Second the King headset.

For the stem... SIC makes a pretty nice 1.5 stem.


----------



## 08nwsula (Oct 19, 2005)

just make your own headset out of a beer can, works great


----------



## tacubaya (Jan 27, 2006)

FSA Orbit Extreme Pro 1.5 and Thomson X4


----------



## Karupshun (Jun 13, 2006)

I thought King was excessive until I got one. Then I got one and understand

King headset

I like these for stems, but it's all a personal thing


----------



## AKRida (Feb 26, 2004)

he was asking about 1.5 headset and stem choices, last i checked Chris King didn't make anything for 1.5 headtube sizes yet, unless they started recently 

i'll second the FSA Orbit Xtreme 1.5.


----------



## Karupshun (Jun 13, 2006)

AKRida said:


> he was asking about 1.5 headset and stem choices, last i checked Chris King didn't make anything for 1.5 headtube sizes yet, unless they started recently
> 
> i'll second the FSA Orbit Xtreme 1.5.


They started recently

Check more often


----------



## XSL_WiLL (Nov 2, 2004)

Started seeing them around not too long ago, they've been talking about it for like a year now though.


----------



## Evil Sylvain (Oct 5, 2005)

Sunline makes a nice stem that comes in 1.5 (50mm or 65mm):

https://www.sixsixone.com/Products_SunlineCycling.aspx


----------



## Uncle Cliffy (Jul 7, 2006)

If I had a 1.5 fork, this is the only stem I would consider:


----------



## rustyskills (Dec 23, 2007)

I'd go with king and the sunline 

I have a sunline stem and i love it and kings are tried and true


----------



## Whafe (May 27, 2004)

I have a CK 1.5 HS and a Sunline stem as mentioned above. Awesome stem, really happy with it, and I am a die hard Thomson peep... Uncle C, sweet stem, but its too short for an AM ride really, sweet for FR DH, I have one on one steed, it is sweet...

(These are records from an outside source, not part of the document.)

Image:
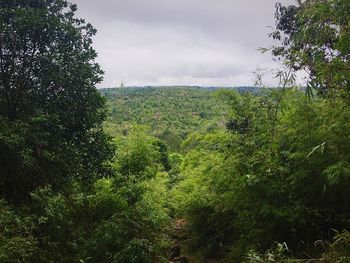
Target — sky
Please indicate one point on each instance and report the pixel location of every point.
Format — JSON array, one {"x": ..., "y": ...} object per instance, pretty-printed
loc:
[{"x": 181, "y": 42}]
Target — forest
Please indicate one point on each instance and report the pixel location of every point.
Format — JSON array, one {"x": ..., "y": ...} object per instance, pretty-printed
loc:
[{"x": 172, "y": 174}]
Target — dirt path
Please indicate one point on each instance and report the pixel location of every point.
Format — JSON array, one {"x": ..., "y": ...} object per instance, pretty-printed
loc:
[{"x": 181, "y": 251}]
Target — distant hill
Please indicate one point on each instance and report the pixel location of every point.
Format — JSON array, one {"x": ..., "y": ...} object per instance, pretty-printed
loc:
[{"x": 171, "y": 113}]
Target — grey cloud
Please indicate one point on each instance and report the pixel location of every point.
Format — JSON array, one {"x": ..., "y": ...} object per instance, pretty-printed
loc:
[{"x": 193, "y": 42}]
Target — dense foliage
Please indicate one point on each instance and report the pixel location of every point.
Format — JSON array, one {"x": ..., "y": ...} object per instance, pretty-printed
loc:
[
  {"x": 226, "y": 175},
  {"x": 50, "y": 112}
]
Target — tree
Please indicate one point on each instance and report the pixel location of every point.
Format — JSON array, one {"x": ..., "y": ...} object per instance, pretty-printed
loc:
[
  {"x": 314, "y": 36},
  {"x": 50, "y": 111}
]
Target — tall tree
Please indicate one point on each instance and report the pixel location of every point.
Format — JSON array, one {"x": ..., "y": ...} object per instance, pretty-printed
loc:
[
  {"x": 314, "y": 36},
  {"x": 50, "y": 110}
]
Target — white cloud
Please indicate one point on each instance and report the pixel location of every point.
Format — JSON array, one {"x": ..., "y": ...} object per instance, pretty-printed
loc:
[{"x": 192, "y": 42}]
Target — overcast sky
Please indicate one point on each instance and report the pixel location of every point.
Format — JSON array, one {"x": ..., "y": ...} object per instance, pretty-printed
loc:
[{"x": 181, "y": 42}]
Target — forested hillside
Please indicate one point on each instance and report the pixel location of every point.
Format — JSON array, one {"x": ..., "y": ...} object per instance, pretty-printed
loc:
[{"x": 172, "y": 174}]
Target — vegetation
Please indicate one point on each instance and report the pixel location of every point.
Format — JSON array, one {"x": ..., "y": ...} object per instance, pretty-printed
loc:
[{"x": 134, "y": 174}]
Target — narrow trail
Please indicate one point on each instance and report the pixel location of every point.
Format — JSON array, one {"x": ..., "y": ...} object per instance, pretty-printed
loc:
[{"x": 181, "y": 251}]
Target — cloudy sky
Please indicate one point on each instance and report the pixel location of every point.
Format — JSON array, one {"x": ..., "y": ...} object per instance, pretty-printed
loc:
[{"x": 181, "y": 42}]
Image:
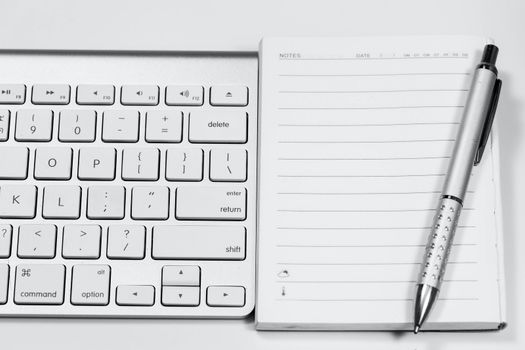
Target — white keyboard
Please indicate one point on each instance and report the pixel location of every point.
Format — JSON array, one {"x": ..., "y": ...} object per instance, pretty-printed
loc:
[{"x": 127, "y": 184}]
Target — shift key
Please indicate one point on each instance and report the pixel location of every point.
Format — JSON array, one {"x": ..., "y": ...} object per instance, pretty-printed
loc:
[{"x": 211, "y": 203}]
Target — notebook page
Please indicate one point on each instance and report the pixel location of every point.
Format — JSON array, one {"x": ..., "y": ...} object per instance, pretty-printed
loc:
[{"x": 355, "y": 139}]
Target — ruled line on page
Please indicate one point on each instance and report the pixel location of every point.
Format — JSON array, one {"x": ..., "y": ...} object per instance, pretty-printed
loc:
[
  {"x": 360, "y": 210},
  {"x": 362, "y": 159},
  {"x": 365, "y": 142},
  {"x": 291, "y": 263},
  {"x": 370, "y": 58},
  {"x": 365, "y": 228},
  {"x": 364, "y": 245},
  {"x": 367, "y": 282},
  {"x": 368, "y": 125},
  {"x": 372, "y": 74},
  {"x": 370, "y": 299},
  {"x": 367, "y": 91},
  {"x": 362, "y": 193},
  {"x": 368, "y": 108},
  {"x": 359, "y": 176}
]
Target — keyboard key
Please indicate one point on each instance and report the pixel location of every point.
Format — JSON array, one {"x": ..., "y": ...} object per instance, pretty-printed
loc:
[
  {"x": 120, "y": 126},
  {"x": 140, "y": 164},
  {"x": 181, "y": 275},
  {"x": 53, "y": 163},
  {"x": 210, "y": 203},
  {"x": 95, "y": 94},
  {"x": 81, "y": 241},
  {"x": 39, "y": 284},
  {"x": 61, "y": 202},
  {"x": 90, "y": 285},
  {"x": 150, "y": 203},
  {"x": 96, "y": 163},
  {"x": 199, "y": 242},
  {"x": 51, "y": 94},
  {"x": 4, "y": 283},
  {"x": 180, "y": 296},
  {"x": 12, "y": 94},
  {"x": 229, "y": 95},
  {"x": 34, "y": 125},
  {"x": 184, "y": 95},
  {"x": 13, "y": 163},
  {"x": 77, "y": 126},
  {"x": 130, "y": 295},
  {"x": 17, "y": 201},
  {"x": 184, "y": 164},
  {"x": 5, "y": 240},
  {"x": 229, "y": 296},
  {"x": 126, "y": 242},
  {"x": 37, "y": 241},
  {"x": 228, "y": 165},
  {"x": 164, "y": 126},
  {"x": 140, "y": 95},
  {"x": 4, "y": 124},
  {"x": 106, "y": 202},
  {"x": 218, "y": 127}
]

The OP is correct though, when you start looking, not many options out there really as yet.


----------



## CrustyOne (Oct 29, 2007)

1.5 headsets, Hope, da-bomb,sunline, fsa, others im sure.....there are choices out there, Got a hope myself


----------



## AndyBroke (Nov 20, 2007)

I use the syncros am onepointfive stem and the fsa big fat pig headset. Both is woring great so far.


----------



## coiler8 (Aug 25, 2006)

tacubaya said:


> FSA Orbit Extreme Pro 1.5 and Thomson X4


That is exactly what I run...it's great.


----------



## AKRida (Feb 26, 2004)

Karupshun said:


> They started recently
> 
> Check more often
> 
> oh rockin, let me retract my fsa orbit bid and change it to Chris King  i might have to look into one for myself! i see they rock a 1.5-1 1/8th conversion which is what i'm after lol.


----------



## Uncle Cliffy (Jul 7, 2006)

Whafe said:


> I have a CK 1.5 HS and a Sunline stem as mentioned above. Awesome stem, really happy with it, and I am a die hard Thomson peep... Uncle C, sweet stem, but its too short for an AM ride really, sweet for FR DH, I have one on one steed, it is sweet...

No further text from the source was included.